Johnson was a key backer for Sen. Marco Rubio’s (R-FL) caucus win in Minnesota in 2016, though he and many other Republicans ended up Trump once he was the clear nominee. Despite that, Trump’s tone of messaging is not something that will bleed into the 2018 gubernatorial campaign. In fact, Johnson is looking to elevate the tone of his campaign.
“The message of giving more power to people wasn’t top line last time,” he said of his 2014 campaign, “I was more focused on specific issues. I think people are looking for something a bit broader than specific issues. Something more intellectual and philosophical.”
It has been Johnson’s experience that people generally believe politicians are involved in government for personal gain, rather than public service. He wants to end that perception, and will continue to wholeheartedly push a conservative message of limited government to Minnesotans.
“Independents will respond very positively to a conservative message,” Johnson said. “I won independents by ten percent in 2014. This call sometimes that we have to have a less conservative message to appeal to independents is just wrong.”

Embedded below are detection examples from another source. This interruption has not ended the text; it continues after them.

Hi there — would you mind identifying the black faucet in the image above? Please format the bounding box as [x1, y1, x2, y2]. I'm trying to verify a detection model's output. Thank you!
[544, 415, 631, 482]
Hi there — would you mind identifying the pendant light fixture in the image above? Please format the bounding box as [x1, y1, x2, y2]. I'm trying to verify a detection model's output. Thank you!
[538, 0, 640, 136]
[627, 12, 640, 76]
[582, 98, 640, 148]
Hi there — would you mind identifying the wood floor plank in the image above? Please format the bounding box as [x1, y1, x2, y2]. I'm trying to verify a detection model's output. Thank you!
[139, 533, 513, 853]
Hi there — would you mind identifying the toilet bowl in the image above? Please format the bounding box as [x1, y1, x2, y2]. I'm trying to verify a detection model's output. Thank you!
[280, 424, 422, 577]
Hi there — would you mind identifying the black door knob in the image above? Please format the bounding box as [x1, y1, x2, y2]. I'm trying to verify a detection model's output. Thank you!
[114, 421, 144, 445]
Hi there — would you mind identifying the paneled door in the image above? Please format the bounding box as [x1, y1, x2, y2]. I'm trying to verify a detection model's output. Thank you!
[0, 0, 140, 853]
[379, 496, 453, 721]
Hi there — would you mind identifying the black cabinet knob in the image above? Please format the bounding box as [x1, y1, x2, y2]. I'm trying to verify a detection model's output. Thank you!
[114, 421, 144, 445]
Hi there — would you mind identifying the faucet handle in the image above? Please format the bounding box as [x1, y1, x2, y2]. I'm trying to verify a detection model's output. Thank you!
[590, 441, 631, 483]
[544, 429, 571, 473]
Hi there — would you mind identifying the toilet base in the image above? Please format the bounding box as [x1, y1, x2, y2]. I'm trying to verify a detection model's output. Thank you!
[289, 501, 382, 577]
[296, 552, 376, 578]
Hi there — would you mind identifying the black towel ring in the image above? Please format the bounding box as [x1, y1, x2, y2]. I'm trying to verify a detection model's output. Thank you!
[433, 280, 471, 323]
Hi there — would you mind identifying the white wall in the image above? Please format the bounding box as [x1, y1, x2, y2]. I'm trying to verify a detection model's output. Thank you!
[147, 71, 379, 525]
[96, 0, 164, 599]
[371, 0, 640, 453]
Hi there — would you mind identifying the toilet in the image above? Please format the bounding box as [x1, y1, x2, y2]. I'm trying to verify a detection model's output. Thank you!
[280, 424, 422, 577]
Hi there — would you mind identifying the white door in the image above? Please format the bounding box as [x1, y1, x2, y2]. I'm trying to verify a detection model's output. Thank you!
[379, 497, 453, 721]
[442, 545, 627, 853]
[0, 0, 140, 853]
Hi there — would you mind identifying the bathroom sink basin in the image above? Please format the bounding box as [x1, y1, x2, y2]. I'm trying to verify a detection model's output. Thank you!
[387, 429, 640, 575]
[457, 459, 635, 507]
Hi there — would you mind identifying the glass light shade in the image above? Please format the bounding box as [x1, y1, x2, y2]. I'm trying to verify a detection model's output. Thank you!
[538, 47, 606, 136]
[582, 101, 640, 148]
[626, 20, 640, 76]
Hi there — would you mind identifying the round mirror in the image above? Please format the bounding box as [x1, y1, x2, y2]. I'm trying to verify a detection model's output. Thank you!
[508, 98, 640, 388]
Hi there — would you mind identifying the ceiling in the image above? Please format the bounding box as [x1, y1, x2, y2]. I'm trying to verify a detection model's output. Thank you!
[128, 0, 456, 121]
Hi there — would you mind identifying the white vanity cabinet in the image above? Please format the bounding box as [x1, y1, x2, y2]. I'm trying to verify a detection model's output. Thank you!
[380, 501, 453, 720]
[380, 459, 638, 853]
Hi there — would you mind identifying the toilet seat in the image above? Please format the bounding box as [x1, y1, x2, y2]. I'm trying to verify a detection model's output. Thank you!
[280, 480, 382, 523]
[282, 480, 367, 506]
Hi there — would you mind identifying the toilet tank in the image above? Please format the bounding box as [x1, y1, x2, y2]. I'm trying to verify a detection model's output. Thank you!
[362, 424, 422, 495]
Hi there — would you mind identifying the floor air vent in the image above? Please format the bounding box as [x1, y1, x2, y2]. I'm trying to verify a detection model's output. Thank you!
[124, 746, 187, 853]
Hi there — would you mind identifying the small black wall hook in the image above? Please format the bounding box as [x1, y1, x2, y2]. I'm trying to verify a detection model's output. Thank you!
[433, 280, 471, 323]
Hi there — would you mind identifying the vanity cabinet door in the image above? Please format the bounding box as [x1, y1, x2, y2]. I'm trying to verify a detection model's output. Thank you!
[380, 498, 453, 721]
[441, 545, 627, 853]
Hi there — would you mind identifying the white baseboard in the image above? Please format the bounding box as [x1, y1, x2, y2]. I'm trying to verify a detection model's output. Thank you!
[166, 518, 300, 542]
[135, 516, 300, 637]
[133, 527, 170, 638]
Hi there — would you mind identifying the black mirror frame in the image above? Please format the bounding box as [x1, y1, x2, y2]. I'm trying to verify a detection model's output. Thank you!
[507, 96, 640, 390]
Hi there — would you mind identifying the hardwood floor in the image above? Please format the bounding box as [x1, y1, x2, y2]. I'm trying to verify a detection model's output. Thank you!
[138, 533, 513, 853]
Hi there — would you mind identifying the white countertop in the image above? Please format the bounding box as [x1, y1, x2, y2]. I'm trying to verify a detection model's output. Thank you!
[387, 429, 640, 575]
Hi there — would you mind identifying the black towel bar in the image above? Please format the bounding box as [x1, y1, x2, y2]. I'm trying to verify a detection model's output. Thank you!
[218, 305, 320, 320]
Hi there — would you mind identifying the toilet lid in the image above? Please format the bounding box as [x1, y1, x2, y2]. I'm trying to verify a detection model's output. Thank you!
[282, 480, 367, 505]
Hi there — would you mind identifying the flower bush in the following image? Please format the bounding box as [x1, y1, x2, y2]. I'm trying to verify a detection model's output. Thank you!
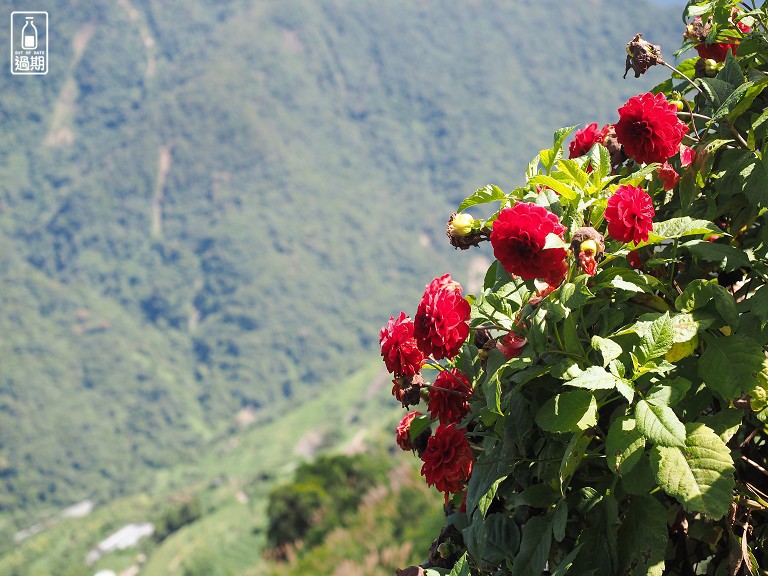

Johnson expects Democratic candidates to attempt to tie him and other Republicans to Trump, though he has some doubts about the effectiveness of that tactic. He is more concerned about the potential for another Republican primary following the end of the party’s endorsement process. Investment banker Scott Honour, and former State Reps. Marty Seifert and Kurt Zellers all waged primary campaigns despite Johnson winning the party’s endorsement at the end of May. Johnson eventually prevailed with around 30 percent of the vote.
“I do think we’ll have more candidates [enter the race] which I think is good,” Johnson said. “I think that’s positive for the party. My hope is that all the candidates abide by the endorsement process so we can avoid a messy primary. I do think that hurt my campaign in 2014.”
Johnson was the third Republican with prior elected experience to declare his candidacy for governor. Ramsey County Commissioner Blake Huffman was the first, followed by Rep. Matt Dean (R-Dellwood.)